Man, I screw everything up. I finally had someone to talk to, and I was much too honest. I just said how I really felt, but I barely know her, and it isn’t her problem. I feel so stupid. Depression is so venomous, and everything I touch is poisoned. I feel like I can’t tell anyone on this planet, except people on this site, how I really feel. They just can’t take it. I get that though. Clearly, I’m about at the end of my rope with it. Just the moment I gain some hope, I screw it up again and want to die even more. Maybe I should just go through with it. I’m not the only one better off with me dead. Everyone is just so much the better if I die. If I could, I’d make it so I never existed. Then they’d be even better.
3 comments
I feel the same way. As soon as you find someone you think you can really trust, and can finally tell everything to, leaves you, right when you feel like you’re worth something, anything, and then you’re nothing. Less than you’ve ever been.
BTW, If you ever need to talk or stuff. I’ll listen. And I’ll never leave.

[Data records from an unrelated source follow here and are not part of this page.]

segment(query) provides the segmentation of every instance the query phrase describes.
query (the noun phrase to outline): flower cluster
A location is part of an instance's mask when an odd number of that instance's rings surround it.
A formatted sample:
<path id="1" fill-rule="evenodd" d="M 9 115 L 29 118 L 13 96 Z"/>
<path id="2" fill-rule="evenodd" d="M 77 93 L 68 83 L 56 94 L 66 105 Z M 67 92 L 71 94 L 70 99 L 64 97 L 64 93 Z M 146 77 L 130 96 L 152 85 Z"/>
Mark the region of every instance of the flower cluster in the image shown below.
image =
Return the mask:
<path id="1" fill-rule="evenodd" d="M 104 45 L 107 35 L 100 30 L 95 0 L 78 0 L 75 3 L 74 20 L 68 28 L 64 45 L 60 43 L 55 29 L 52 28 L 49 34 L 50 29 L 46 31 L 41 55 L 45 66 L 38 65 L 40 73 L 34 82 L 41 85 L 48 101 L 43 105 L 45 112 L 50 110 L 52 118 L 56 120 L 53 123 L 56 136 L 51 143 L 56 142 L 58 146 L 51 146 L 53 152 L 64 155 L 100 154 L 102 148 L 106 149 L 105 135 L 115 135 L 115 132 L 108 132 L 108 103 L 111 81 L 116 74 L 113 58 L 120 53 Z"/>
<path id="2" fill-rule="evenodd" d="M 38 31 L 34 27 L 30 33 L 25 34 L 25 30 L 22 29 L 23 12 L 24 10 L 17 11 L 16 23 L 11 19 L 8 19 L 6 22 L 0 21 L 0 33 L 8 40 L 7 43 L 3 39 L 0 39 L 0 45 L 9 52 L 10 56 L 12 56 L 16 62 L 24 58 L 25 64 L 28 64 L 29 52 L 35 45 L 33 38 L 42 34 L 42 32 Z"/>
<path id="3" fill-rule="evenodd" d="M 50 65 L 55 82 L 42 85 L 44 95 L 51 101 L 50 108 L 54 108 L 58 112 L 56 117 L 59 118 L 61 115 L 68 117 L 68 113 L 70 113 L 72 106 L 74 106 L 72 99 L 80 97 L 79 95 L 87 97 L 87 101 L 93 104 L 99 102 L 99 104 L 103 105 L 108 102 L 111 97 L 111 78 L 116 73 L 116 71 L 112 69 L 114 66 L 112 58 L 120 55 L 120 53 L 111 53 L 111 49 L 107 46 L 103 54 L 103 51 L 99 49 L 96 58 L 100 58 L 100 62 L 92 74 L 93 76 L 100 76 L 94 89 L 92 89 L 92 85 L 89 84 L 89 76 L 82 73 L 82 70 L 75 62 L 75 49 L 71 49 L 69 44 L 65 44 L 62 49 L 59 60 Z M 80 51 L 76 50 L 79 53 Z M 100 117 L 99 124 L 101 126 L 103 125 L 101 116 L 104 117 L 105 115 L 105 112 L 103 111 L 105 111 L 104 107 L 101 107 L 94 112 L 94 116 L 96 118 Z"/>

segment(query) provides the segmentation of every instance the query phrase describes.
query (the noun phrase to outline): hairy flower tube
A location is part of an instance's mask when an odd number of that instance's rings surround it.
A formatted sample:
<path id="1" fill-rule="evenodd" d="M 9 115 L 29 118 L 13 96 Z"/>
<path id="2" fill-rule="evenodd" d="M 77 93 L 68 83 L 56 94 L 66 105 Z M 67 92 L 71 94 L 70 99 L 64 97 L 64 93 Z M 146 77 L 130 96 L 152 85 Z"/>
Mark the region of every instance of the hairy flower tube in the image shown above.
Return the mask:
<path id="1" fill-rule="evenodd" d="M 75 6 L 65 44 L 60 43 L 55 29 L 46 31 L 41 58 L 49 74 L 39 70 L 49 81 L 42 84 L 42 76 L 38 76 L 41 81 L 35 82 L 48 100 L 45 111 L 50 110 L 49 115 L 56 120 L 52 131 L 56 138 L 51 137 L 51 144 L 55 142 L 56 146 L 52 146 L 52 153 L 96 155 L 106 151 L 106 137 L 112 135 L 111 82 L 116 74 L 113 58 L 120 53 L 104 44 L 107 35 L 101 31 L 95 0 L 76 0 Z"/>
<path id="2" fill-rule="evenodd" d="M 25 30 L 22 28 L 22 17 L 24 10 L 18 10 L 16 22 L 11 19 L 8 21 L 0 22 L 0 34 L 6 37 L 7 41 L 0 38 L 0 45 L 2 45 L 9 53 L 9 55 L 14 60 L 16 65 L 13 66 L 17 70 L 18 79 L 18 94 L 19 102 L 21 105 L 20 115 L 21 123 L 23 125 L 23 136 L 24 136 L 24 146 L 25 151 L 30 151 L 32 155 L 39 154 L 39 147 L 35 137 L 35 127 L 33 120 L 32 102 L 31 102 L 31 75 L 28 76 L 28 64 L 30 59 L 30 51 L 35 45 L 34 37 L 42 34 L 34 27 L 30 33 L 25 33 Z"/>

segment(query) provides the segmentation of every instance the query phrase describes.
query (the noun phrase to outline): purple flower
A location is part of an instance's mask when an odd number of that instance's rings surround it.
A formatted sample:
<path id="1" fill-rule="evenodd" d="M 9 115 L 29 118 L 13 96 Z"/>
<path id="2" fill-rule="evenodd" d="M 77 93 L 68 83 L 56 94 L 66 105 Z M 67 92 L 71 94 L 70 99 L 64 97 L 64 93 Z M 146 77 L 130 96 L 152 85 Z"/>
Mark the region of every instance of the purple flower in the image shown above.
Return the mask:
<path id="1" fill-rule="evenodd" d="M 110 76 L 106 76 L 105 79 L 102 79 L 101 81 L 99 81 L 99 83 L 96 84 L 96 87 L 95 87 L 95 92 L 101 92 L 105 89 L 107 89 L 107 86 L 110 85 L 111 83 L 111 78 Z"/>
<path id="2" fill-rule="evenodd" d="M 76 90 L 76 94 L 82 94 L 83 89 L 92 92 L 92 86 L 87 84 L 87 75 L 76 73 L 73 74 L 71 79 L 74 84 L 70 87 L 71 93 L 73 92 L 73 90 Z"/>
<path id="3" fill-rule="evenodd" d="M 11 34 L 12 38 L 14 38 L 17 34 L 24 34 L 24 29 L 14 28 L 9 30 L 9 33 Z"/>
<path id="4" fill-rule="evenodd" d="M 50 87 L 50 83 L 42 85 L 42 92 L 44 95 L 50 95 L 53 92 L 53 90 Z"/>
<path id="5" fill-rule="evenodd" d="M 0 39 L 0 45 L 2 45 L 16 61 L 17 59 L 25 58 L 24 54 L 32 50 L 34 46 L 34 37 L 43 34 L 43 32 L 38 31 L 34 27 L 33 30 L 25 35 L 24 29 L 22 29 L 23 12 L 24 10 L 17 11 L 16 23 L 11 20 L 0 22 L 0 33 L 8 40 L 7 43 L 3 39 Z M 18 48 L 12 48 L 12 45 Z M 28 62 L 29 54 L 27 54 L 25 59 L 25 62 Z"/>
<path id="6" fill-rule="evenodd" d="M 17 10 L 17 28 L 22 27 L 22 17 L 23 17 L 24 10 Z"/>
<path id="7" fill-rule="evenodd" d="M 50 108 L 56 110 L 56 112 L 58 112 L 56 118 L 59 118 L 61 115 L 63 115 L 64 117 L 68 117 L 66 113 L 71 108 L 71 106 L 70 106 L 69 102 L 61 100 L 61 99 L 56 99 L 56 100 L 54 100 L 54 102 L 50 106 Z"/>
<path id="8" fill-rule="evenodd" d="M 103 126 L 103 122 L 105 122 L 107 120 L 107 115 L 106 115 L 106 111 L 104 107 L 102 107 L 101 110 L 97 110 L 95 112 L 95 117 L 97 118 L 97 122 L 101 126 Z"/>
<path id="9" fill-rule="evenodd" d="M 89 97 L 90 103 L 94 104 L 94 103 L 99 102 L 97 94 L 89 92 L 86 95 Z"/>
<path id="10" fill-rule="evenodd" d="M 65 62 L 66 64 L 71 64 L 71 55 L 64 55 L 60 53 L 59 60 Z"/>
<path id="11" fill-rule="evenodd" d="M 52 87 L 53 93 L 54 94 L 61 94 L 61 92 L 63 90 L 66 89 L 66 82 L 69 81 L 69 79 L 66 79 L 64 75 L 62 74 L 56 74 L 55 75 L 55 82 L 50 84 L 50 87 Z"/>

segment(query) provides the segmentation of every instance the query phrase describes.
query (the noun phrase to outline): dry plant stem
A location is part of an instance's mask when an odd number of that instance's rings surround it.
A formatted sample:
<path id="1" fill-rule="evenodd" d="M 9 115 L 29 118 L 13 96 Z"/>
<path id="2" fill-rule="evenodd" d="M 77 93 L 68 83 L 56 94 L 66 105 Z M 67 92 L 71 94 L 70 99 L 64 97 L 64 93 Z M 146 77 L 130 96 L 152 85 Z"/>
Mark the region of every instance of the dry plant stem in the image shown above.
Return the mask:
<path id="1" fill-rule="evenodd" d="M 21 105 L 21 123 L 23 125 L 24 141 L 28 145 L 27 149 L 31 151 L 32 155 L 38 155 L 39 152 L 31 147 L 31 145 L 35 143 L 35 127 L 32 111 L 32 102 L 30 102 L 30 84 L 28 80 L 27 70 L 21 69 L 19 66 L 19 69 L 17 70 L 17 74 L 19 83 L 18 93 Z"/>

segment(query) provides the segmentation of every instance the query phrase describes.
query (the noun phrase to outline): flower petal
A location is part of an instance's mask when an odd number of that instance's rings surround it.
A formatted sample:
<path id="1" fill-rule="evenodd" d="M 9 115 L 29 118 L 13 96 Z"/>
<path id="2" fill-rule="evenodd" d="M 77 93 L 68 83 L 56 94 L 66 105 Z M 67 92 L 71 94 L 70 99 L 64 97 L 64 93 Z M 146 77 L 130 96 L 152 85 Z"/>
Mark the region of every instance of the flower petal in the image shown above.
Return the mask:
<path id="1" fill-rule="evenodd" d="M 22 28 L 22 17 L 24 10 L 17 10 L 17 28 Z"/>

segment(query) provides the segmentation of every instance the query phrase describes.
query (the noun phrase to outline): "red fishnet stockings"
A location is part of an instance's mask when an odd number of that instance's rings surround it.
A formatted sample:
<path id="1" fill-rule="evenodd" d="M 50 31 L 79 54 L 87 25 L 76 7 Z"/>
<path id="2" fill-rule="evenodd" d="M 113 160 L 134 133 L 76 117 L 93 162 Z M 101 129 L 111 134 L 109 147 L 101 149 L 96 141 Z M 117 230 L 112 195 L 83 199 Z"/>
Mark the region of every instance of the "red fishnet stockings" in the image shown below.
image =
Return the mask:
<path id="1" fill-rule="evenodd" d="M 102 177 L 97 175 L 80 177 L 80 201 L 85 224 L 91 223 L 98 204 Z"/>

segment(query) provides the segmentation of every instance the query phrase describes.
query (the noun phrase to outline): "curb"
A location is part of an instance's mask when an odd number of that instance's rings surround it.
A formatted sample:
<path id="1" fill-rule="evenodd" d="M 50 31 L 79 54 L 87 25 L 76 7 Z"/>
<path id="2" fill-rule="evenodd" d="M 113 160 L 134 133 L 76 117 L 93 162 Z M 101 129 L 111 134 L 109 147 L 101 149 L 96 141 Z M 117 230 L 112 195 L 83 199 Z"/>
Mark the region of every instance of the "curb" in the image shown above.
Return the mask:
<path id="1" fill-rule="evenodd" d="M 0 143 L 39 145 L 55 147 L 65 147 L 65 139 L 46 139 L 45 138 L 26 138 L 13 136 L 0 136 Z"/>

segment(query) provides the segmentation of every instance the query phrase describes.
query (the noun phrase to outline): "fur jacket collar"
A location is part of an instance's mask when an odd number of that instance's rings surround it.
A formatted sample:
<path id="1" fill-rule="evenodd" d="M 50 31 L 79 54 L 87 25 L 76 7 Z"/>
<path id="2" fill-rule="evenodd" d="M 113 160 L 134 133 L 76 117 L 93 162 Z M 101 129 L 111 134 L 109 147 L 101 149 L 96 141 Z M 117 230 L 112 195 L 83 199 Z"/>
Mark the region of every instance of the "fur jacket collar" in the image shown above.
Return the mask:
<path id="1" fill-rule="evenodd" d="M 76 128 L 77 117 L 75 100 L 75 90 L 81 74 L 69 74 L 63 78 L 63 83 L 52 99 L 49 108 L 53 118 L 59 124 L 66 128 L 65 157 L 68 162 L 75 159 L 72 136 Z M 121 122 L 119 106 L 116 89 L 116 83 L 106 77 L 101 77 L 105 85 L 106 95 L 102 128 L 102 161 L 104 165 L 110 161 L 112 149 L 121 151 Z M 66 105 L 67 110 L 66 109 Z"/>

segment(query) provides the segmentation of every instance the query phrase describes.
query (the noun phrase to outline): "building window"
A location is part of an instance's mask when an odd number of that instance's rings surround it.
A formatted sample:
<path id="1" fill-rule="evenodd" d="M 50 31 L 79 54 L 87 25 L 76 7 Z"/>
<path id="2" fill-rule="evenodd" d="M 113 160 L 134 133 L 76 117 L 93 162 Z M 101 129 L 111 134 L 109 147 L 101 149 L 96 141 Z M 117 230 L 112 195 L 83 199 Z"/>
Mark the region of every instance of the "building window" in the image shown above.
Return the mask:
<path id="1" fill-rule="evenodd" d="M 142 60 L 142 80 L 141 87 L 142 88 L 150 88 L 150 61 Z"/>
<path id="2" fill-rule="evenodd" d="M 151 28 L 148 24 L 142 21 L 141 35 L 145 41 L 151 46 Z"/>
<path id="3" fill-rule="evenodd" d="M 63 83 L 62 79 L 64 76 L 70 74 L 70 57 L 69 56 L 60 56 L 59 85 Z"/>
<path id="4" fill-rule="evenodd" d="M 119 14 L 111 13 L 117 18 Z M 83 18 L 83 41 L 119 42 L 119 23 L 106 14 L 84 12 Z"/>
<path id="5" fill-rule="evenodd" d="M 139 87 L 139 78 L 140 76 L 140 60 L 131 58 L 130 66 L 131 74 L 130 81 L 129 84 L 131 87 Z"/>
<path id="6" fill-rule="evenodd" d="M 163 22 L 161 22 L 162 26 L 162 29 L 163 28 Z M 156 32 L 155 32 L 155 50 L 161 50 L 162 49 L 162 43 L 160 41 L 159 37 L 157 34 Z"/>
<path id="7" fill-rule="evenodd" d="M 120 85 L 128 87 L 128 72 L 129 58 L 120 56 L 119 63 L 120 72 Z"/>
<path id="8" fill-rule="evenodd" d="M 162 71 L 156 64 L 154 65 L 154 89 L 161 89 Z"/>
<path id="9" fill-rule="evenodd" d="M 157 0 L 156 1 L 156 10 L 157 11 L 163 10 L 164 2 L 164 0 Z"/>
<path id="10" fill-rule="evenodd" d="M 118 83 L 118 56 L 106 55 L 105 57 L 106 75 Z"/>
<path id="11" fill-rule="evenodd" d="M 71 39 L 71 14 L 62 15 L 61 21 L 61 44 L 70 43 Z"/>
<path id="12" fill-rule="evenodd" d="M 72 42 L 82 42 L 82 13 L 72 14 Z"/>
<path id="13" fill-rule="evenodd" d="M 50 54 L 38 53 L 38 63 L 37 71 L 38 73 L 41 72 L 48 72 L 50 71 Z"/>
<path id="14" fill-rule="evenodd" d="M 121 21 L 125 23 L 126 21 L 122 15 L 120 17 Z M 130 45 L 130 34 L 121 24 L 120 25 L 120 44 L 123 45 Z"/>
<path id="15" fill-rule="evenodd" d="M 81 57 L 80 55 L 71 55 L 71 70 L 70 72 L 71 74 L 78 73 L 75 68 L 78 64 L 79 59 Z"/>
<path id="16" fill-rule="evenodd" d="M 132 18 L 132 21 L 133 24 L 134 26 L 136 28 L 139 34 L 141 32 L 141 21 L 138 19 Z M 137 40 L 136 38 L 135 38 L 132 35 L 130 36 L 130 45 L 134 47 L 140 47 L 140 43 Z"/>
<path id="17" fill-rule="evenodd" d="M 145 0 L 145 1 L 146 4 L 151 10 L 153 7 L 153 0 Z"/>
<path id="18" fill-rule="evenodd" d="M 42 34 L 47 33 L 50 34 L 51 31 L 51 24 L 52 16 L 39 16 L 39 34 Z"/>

I really appreciate you being available. I’m here for you if you need to talk as well. I know how hard it is to find people who understand and won’t leave. Unless they experience it, they just can’t grasp it. I just don’t know how to gauge relationships. Who can you trust? Who can handle what you have to say? You know what I mean?
I understand completely. For me it’s like, you can’t trust anyone. I’ve only ever opened up on here and my tumblr. And, for who can handle it, I think nobody can handle it. It’s just happens and we get over what we hear, or get used to it. Either way not handling it is unavoidable. It’s the reason why most of us are here, is it not?